Standing outside train stations, on street corners and in neighborhood squares, IMB missionaries hold signs advertising “Free Pins.” When people stop, missionaries use the “bridge” trading pins to talk about grace, hope, love, community and faith.
With international spectators and Japanese fans unable to attend the Olympics or be in the vicinity of venues, pin trading has not made much of an appearance, except, that is, for IMB missionaries, who’ve been giving pins they designed to share the gospel to people they meet.
Missionary Scott Bradford said they are primarily handing out their bridge pin, but they have others used to open faith conversations. The team distributes a pamphlet that explains each of their pins. If people have time, they share their faith and use the pins to talk about faith, grace and God’s redemption.
Missionaries had longer conversations with many people during a Sunday outreach event in the Akihabara district of Tokyo. Missionaries handed out 24 full sets of pins and 50 bridge pins.
Missionary Tara Rice and Journeyman Natalie Nation used the Tokyo bridge pin at an outreach in the Ikekuburo neighborhood to share with Kenta, a physical fitness trainer, who left with more than an Olympic souvenir.
Kenta initially approached the women to practice speaking English and get a free pin. He left with the knowledge that his sin separates him from God, and there is no way to bridge that separation unless he puts his trust in Jesus.
Nation transitioned from talking about his life story into the story of the bridge pin. Without accepting the grace Jesus offers, there is no way to build a bridge back into relationship with God, Nation told Kenta.
“He completely changed his body position from away from us to toward us when we started sharing the gospel. When we got to the part about sin and being forever separated from God without the blood of Jesus, his eyes completely lit up in almost confusion and also intrigue,” Nation said.
Kenta asked if he could go and get his friend so he could also hear how his sin could be absolved.
He plans to attend an outreach event Nation and other missionaries are hosting in a park for Japanese young adults on August 7.
Rice said they also shared with a woman named Hitomi, who offered them candy. When Hitomi discovered Rice speaks Japanese, their conversation deepened.
Rice showed Hitomi the five pins and explained the meaning of each.
Holding up the hope pin, Rice said, “Our turning away from God left us in darkness … but God made a way for us to be restored.”
Hitomi, who was familiar with some of the tenets of Christianity, exclaimed, “Oh so that’s why this pin is hope!” Rice said she quickly internalized the meaning behind each of the pins.
“The version of Christianity that she had learned was to be a good person and good things will happen to you. And I told her that Jesus actually takes that pressure off of us by taking on the results of our sin,” Rice said.

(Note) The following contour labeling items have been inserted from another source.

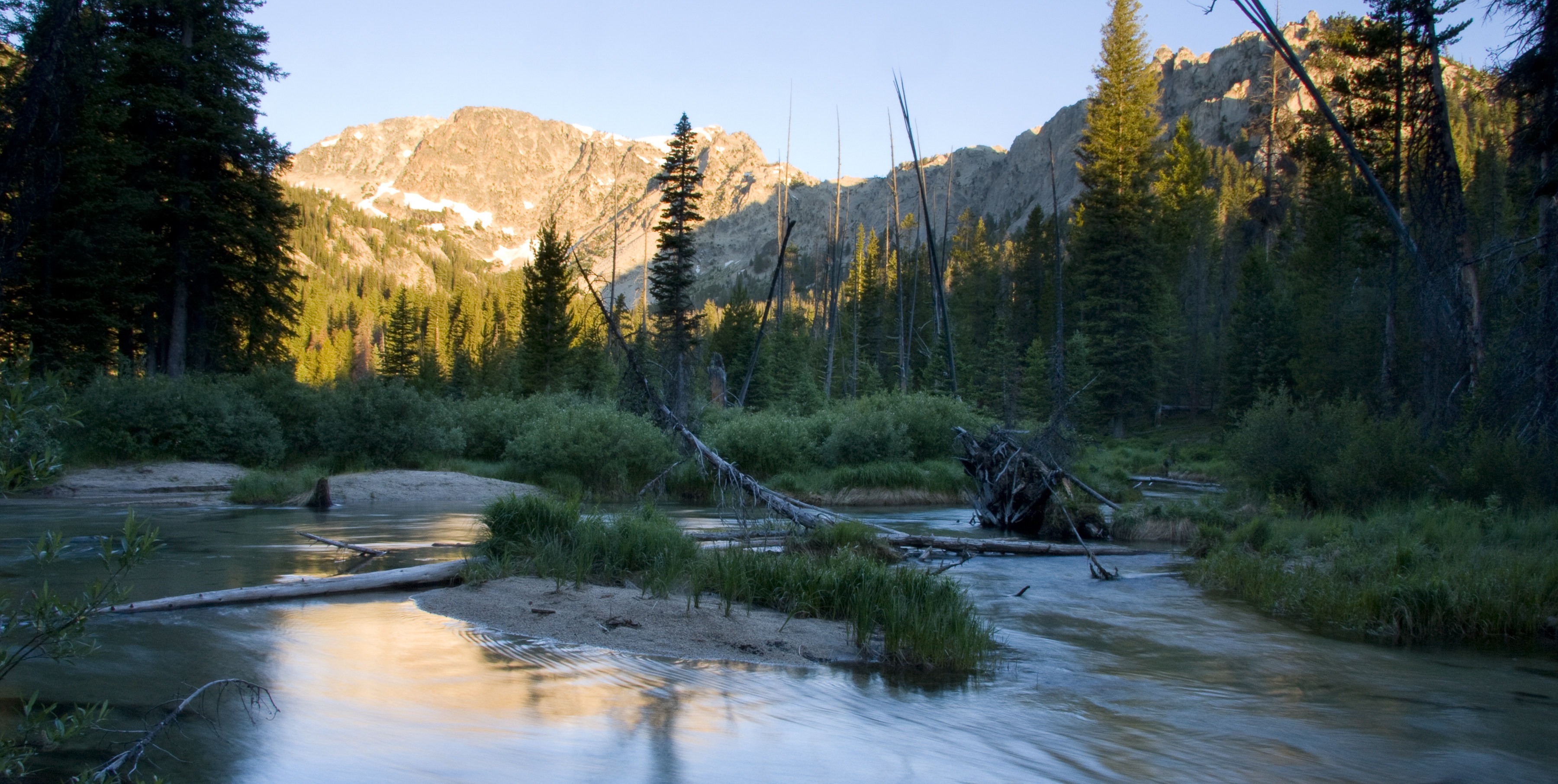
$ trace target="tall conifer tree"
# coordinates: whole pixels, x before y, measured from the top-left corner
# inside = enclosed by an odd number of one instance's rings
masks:
[[[1094,397],[1120,436],[1125,417],[1158,392],[1153,311],[1161,275],[1150,233],[1158,82],[1137,0],[1111,3],[1094,75],[1098,86],[1078,151],[1087,190],[1075,233],[1077,283],[1081,328],[1098,375]]]
[[[259,128],[266,62],[248,0],[120,0],[120,132],[140,148],[126,171],[148,194],[154,266],[143,316],[148,367],[245,369],[282,358],[296,316],[287,232],[296,210],[276,170],[288,152]]]
[[[411,381],[418,375],[421,356],[418,353],[418,308],[411,305],[407,289],[400,289],[394,297],[394,310],[390,311],[390,324],[385,325],[385,348],[379,359],[379,373],[391,378]]]
[[[661,364],[665,367],[665,398],[678,417],[687,414],[687,387],[690,384],[690,353],[695,344],[701,314],[693,310],[692,285],[696,280],[693,266],[692,232],[703,221],[698,215],[698,135],[684,114],[676,121],[676,134],[667,143],[670,152],[656,174],[661,184],[659,250],[650,266],[650,294],[654,297],[656,339]]]
[[[519,331],[523,350],[520,384],[525,392],[558,392],[564,387],[569,347],[578,327],[569,313],[573,272],[569,246],[573,236],[558,236],[556,216],[547,218],[536,235],[536,261],[525,269],[525,294]]]

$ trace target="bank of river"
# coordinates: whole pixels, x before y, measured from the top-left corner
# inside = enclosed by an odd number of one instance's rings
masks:
[[[26,538],[120,521],[0,504],[12,590],[31,574]],[[427,544],[469,541],[477,513],[159,509],[167,548],[136,596],[352,565],[298,529],[404,548],[386,568],[449,558]],[[969,534],[960,509],[868,513]],[[90,544],[56,585],[92,574]],[[1069,557],[949,572],[1005,646],[989,672],[950,681],[615,653],[483,630],[400,593],[109,618],[97,656],[31,664],[3,688],[108,698],[125,723],[212,678],[273,689],[273,717],[229,705],[221,737],[199,722],[170,736],[187,762],[159,758],[157,773],[176,781],[1550,781],[1558,765],[1552,658],[1327,639],[1187,586],[1172,554],[1111,565],[1128,579],[1089,580]]]

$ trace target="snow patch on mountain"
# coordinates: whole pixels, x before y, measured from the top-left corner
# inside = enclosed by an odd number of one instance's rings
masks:
[[[435,201],[432,201],[432,199],[419,194],[419,193],[407,193],[405,194],[405,205],[410,207],[410,208],[413,208],[413,210],[424,210],[424,212],[444,212],[444,210],[450,210],[455,215],[464,218],[466,226],[475,226],[477,221],[480,221],[481,226],[488,226],[488,224],[492,222],[492,213],[491,212],[477,212],[477,210],[471,208],[469,205],[464,205],[464,204],[456,202],[453,199],[439,199],[439,201],[435,202]]]

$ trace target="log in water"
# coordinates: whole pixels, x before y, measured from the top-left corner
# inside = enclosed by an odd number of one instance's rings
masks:
[[[302,596],[329,596],[360,591],[383,591],[386,588],[411,588],[418,585],[447,583],[460,579],[460,569],[466,566],[463,560],[428,563],[425,566],[408,566],[405,569],[385,569],[371,574],[349,574],[344,577],[304,577],[271,585],[254,585],[248,588],[229,588],[226,591],[203,591],[184,596],[168,596],[165,599],[150,599],[145,602],[129,602],[109,607],[108,613],[151,613],[156,610],[185,610],[190,607],[213,607],[241,602],[268,602],[273,599],[296,599]]]

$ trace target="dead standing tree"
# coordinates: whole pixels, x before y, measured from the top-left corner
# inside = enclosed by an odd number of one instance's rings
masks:
[[[575,243],[573,249],[576,247],[578,244]],[[569,252],[572,254],[573,249],[569,249]],[[580,277],[589,288],[590,297],[595,300],[595,306],[600,308],[603,314],[609,313],[606,310],[606,303],[601,302],[600,299],[600,291],[595,289],[595,282],[584,269],[584,263],[580,261],[578,257],[575,257],[573,264],[578,268]],[[654,412],[661,425],[665,429],[676,434],[687,445],[687,448],[698,456],[700,460],[714,467],[715,478],[720,482],[724,482],[731,487],[735,487],[742,493],[749,495],[759,504],[768,507],[779,516],[795,521],[801,527],[810,529],[818,526],[830,526],[841,520],[834,512],[815,507],[802,501],[796,501],[784,493],[763,487],[757,479],[753,479],[751,476],[738,470],[732,462],[726,460],[724,457],[720,457],[720,453],[714,451],[712,446],[704,443],[703,439],[700,439],[692,429],[689,429],[687,425],[681,420],[681,417],[678,417],[670,409],[670,406],[665,404],[665,400],[661,397],[659,390],[654,389],[653,383],[650,383],[650,376],[643,373],[643,367],[639,364],[637,352],[633,350],[633,345],[628,344],[628,341],[622,336],[622,331],[617,328],[615,324],[611,322],[611,319],[606,319],[606,328],[611,331],[611,339],[617,341],[617,345],[622,348],[622,355],[628,361],[628,372],[633,373],[633,376],[637,378],[639,383],[642,384],[643,398],[648,401],[650,411]],[[756,356],[753,359],[756,361]]]

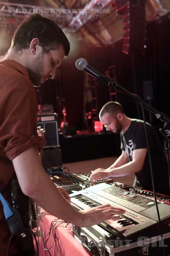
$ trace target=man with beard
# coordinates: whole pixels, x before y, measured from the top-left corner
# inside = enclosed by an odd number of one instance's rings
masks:
[[[117,219],[114,215],[125,211],[108,204],[76,211],[65,191],[56,188],[39,157],[45,141],[37,133],[35,87],[54,78],[69,50],[69,43],[60,27],[51,20],[34,15],[18,27],[10,48],[0,62],[0,191],[11,203],[11,183],[16,175],[23,194],[45,210],[79,227],[89,226],[106,219]],[[22,210],[24,202],[19,203]],[[8,245],[9,255],[34,254],[31,247],[26,251],[19,249],[20,241],[9,242],[11,235],[0,204],[1,256],[6,255]]]
[[[95,170],[90,181],[95,182],[99,179],[135,173],[134,187],[153,191],[143,121],[126,116],[122,105],[115,102],[105,104],[99,117],[107,131],[120,134],[122,153],[106,169]],[[167,162],[161,142],[151,125],[147,123],[146,129],[156,191],[169,195]]]

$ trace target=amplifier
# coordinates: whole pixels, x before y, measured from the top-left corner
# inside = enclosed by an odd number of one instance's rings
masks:
[[[37,126],[45,130],[46,144],[44,148],[60,147],[57,116],[56,113],[37,116]]]

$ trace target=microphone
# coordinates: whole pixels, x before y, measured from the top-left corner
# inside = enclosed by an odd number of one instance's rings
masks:
[[[103,74],[100,73],[94,67],[89,65],[87,61],[82,58],[80,58],[76,61],[75,65],[77,69],[80,70],[84,70],[104,84],[108,85],[109,83],[113,81],[113,79],[109,77],[107,77]]]

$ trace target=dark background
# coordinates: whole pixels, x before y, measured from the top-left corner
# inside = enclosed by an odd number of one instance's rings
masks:
[[[170,116],[170,27],[169,16],[147,23],[147,47],[144,54],[123,53],[122,41],[120,40],[109,47],[86,46],[86,59],[90,65],[102,73],[108,69],[109,66],[114,65],[116,81],[130,92],[137,93],[142,99],[144,99],[142,83],[151,80],[153,92],[152,105],[158,111],[163,111]],[[75,62],[79,58],[84,57],[82,42],[72,42],[71,50],[70,55],[62,63],[57,78],[44,83],[40,88],[40,94],[42,104],[54,105],[54,111],[59,114],[59,123],[62,119],[62,110],[64,105],[69,125],[81,130],[85,127],[84,74],[76,69]],[[100,83],[98,84],[99,111],[103,104],[108,100],[108,94],[106,93],[108,88]],[[127,96],[118,93],[118,101],[122,105],[128,116],[142,118],[140,106]],[[147,120],[149,121],[148,112],[146,111],[145,113]],[[161,121],[156,120],[154,117],[153,118],[152,123],[153,125],[162,125]]]

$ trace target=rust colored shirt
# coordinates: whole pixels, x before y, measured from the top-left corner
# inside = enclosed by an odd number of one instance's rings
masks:
[[[0,62],[0,187],[10,202],[12,160],[31,146],[40,151],[44,139],[37,133],[37,102],[35,88],[26,68],[14,61]],[[5,256],[11,234],[0,202],[0,255]],[[15,252],[14,244],[10,254]]]

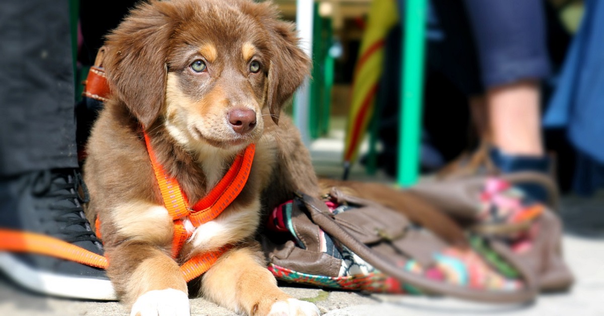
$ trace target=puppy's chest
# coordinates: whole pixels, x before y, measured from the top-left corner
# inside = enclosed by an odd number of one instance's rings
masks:
[[[233,195],[233,190],[231,190],[233,187],[224,192],[213,192],[229,171],[230,166],[226,164],[224,160],[207,160],[203,164],[200,164],[200,167],[205,176],[204,190],[207,195],[212,192],[209,197]],[[240,192],[234,195],[227,204],[223,204],[222,200],[217,200],[216,204],[212,207],[221,208],[222,205],[226,206],[213,219],[196,226],[188,217],[183,219],[184,227],[190,236],[187,240],[190,246],[197,250],[209,250],[241,241],[254,233],[259,224],[260,210],[260,195],[255,190],[256,186],[253,185],[255,173],[250,173]],[[218,186],[222,187],[221,185]],[[219,194],[215,194],[216,193]],[[207,198],[208,196],[206,196],[201,199]],[[211,202],[213,201],[210,199]],[[196,202],[193,201],[193,203]],[[204,210],[196,209],[195,211]]]

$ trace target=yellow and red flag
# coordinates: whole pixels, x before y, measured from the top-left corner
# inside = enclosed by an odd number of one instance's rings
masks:
[[[359,146],[373,115],[378,85],[382,75],[384,45],[388,31],[399,22],[396,0],[373,0],[367,28],[361,42],[353,75],[344,161],[356,160]]]

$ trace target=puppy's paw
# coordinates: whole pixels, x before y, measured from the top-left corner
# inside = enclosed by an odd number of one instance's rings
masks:
[[[319,316],[321,313],[316,306],[309,301],[296,298],[279,301],[271,306],[269,316]]]
[[[150,291],[138,297],[130,316],[189,316],[188,297],[174,289]]]

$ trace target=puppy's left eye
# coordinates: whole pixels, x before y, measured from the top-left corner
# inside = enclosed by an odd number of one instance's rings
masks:
[[[257,73],[260,71],[260,63],[257,60],[252,60],[252,62],[249,63],[249,72],[252,73]]]
[[[206,68],[205,63],[202,60],[195,60],[190,66],[196,73],[203,73]]]

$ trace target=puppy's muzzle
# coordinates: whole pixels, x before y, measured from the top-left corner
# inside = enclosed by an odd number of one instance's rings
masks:
[[[249,109],[234,109],[228,112],[228,121],[235,132],[247,134],[256,127],[256,112]]]

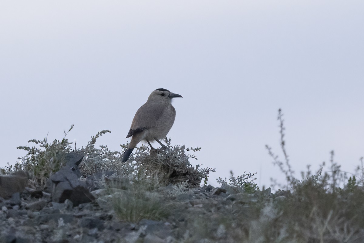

“We serve Him out of genuine love for Him, and when I told her that, she was so excited by the idea.”
Nation and Rice hope her excitement will lead her to decide to trust in Christ. They also invited her to their outreach event on August 7.
Olympic pin trading has a 122-year history, dating back to the first Olympics in Athens in 1896. Pins are designed by organizations and companies to represent the Olympics, the host city and their organization. People can trade pins with one another, buy them from companies or receive them in exchange for listening to a presentation.
Pin trading is a fundamental part of the Olympics, and pins historically have been used by evangelicals as a method of sharing the gospel.
“Historically, in the Southern Baptist Convention, we have been using pin trading as a gospel bridge,” Daniel Rice said.
Bradford explained their Tokyo bridge pin contains the same colors in the Olympic rings.
“That becomes a bridge for us to talk about the five pins that we have created on love, grace, hope, faith and community that bridge to the gospel booklet that explains each of those pins,” Bradford said.
Each pin features a bridge, which symbolizes the connections that Christians make between the Japanese language, culture, landmarks and the gospel.